La crise sanitaire invalide tous les schémas sur l’économie du Marché mondialisé. Au terme d’analyses rigoureuses et remarquablement décapantes, Robert Boyer, contributeur majeur de l’École de la régulation, présente dans son dernier livre (1) les principales hypothèses de transformation des systèmes capitalistes.

A l’heure de la mondialisation, tous les pays du monde auraient dû réagir de la même manière à la menace, identique pour tous, de la Covid-19. Tel ne fut pas du tout le cas. Alertés par l’épidémie du SRAS en 2004, la Corée du Sud, Taiwan et Hong-Kong ont réagi efficacement alors que les Etats-Unis et l’Europe s’estimaient hors d’atteinte des virus asiatiques.

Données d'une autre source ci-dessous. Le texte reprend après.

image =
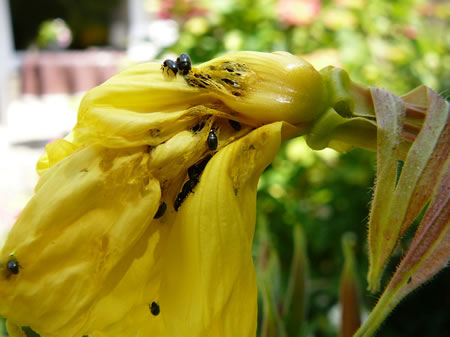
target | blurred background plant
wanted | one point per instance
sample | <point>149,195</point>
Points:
<point>307,200</point>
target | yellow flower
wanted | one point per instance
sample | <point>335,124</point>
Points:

A cette surprise aux conséquences catastrophiques, s’ajoute un cruel paradoxe : l’Organisation mondiale de la Santé, qui aurait dû coordonner la lutte, n’a pas accompli sa mission.

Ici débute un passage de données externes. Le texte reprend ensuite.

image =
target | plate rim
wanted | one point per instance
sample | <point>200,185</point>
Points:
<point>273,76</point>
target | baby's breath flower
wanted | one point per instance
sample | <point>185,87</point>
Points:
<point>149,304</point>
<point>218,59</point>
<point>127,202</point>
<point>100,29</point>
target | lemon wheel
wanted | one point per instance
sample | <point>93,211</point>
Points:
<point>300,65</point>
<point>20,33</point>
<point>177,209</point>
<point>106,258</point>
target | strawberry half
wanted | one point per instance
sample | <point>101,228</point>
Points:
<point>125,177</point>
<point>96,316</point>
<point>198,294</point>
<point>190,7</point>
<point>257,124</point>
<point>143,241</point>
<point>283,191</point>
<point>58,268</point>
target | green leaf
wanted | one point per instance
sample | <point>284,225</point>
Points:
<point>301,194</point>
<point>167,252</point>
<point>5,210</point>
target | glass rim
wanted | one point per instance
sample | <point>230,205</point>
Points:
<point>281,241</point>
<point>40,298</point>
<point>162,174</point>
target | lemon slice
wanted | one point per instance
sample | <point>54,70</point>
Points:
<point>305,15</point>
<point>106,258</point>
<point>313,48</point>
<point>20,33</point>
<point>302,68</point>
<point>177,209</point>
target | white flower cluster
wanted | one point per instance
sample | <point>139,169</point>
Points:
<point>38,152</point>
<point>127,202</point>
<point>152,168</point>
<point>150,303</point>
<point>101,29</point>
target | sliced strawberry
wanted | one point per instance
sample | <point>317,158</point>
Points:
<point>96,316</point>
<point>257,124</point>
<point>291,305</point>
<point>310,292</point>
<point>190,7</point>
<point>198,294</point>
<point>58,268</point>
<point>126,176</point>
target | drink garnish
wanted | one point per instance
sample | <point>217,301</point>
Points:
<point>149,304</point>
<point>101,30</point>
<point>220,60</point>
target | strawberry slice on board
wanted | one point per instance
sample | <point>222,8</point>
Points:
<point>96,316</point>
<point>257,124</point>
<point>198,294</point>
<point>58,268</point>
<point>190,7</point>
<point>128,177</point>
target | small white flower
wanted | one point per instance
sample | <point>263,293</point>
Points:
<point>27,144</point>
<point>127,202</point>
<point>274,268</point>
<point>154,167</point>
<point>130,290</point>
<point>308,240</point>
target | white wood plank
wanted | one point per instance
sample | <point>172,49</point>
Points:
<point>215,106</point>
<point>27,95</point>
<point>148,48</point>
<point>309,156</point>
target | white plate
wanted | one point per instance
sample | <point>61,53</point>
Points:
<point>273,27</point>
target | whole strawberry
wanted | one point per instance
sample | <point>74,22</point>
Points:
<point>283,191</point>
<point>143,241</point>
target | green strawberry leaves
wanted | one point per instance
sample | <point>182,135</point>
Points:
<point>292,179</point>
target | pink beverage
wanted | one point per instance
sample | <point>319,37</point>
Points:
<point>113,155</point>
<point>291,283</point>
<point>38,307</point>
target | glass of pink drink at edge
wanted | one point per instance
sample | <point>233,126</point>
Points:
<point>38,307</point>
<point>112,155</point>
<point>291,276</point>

Face à l’incertitude radicale provoquée par la pandémie, les réactions étatiques, désordonnées, se sont faites selon les particularités historiques, les systèmes sociaux et les imaginaires propres à chaque nation – hors des cadres tracés par les économistes néo-libéraux. “L’ordre spontané”, l’allocation optimale des ressources par le Marché, les calculs rationnels des agents et des firmes ont disparu des discours car il a fallu recourir, après la surprise initiale et en toute urgence, à une intervention massive des Etats et des Banques centrales sans plus se soucier de l’équilibre budgétaire et du poids de la dette publique.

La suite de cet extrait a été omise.